Google Turns TimesFM Into a Few-Shot Time-Series Forecaster with In-Context Fine-Tuning

September 24, 2025 · 3 min

What problem this solves

Forecasting workflows often face a trade-off: deploy a model per dataset via supervised fine-tuning for top accuracy, or use a single foundation model zero-shot for simplicity but weaker domain fit. Google Research addresses that middle ground by teaching a single TimesFM checkpoint to adapt on the fly during inference. Instead of retraining per tenant or dataset, the model consumes a handful of related series as in-context examples and uses them to produce adapted forecasts.

How in-context fine-tuning works

The technique, called in-context fine-tuning or ICF, is a continued pretraining recipe applied to TimesFM. TimesFM itself is a patched, decoder-only transformer that tokenizes 32-point input patches and de-tokenizes 128-point outputs through a shared MLP head. For ICF, training sequences are constructed by interleaving the target history with multiple support series and separating them with a learnable boundary token. The objective remains next-token prediction, but the model learns to use cross-example causal attention so support series act as informative exemplars rather than noise.

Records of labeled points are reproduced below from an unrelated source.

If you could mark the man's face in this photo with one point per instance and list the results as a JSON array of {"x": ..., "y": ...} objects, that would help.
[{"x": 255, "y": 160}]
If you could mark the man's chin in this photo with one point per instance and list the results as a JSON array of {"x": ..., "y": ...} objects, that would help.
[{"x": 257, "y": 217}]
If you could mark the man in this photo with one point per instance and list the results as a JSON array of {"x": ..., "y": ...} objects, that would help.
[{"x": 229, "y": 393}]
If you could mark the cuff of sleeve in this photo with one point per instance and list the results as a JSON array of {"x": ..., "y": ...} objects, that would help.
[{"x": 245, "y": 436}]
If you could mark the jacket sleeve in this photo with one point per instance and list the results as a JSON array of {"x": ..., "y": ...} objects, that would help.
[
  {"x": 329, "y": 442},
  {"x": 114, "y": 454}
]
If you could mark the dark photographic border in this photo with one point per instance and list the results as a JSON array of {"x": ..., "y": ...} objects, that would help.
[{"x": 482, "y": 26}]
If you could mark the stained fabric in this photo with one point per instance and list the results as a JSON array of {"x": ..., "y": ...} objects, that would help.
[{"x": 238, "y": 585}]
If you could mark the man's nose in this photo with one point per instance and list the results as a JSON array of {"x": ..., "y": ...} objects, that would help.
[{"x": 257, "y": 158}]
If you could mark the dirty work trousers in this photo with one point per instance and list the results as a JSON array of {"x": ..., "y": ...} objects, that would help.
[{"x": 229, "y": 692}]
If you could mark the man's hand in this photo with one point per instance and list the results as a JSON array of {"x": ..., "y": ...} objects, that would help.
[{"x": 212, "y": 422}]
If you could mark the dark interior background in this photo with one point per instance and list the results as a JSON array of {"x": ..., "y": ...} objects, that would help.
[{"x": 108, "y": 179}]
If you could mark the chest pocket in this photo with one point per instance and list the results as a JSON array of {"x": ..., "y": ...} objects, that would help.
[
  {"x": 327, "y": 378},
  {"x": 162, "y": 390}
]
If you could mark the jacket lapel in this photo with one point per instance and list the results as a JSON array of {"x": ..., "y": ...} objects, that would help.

What few-shot means in this setting

At inference, the user concatenates the target history with k support snippets from related series, each delimited by the separator token. The model has been trained to attend across these mixed sequences, enabling few-shot adaptation through prompt composition instead of parameter updates. This is analogous to few-shot prompting in large language models but applied to numeric time-series patches rather than text tokens.

Empirical performance versus supervised fine-tuning

On a 23-dataset out-of-domain benchmark, TimesFM with ICF (TimesFM-ICF) matches the accuracy of per-dataset supervised fine-tuning and improves over the base TimesFM by 6.8 percent in geometric mean of scaled MASE. There is an expected accuracy versus latency trade-off: more in-context examples generally improve forecasts but increase inference time. Ablations show that structured in-context examples outperform merely extending the context length without organization.

How this differs from Chronos-style approaches

Chronos and related work use discrete tokenization of values and have strong zero-shot performance along with fast variants. The key distinction of Google’s contribution is enabling a time-series foundation model to behave like an LLM few-shot learner: learning cross-series structure at inference through prompts. This bridges train-time adaptation and prompt-time adaptation for numeric forecasting.

Architectural specifics to watch

Important modifications that enable ICF include:

Learnable separator tokens to mark boundaries between series and examples
Causal self-attention applied across mixed histories and support examples
Continued patching strategy and shared MLP heads for encoding and decoding
Continued pretraining on interleaved target and support sequences so cross-example reasoning is learned before deployment

Practical implications

TimesFM-ICF makes a single pretrained checkpoint behave like a practical few-shot forecaster. For multi-tenant systems or deployments where per-dataset training loops are costly, selecting and curating support series becomes the primary control to tune model behavior. This can reduce MLOps overhead while maintaining fine-tuning level accuracy.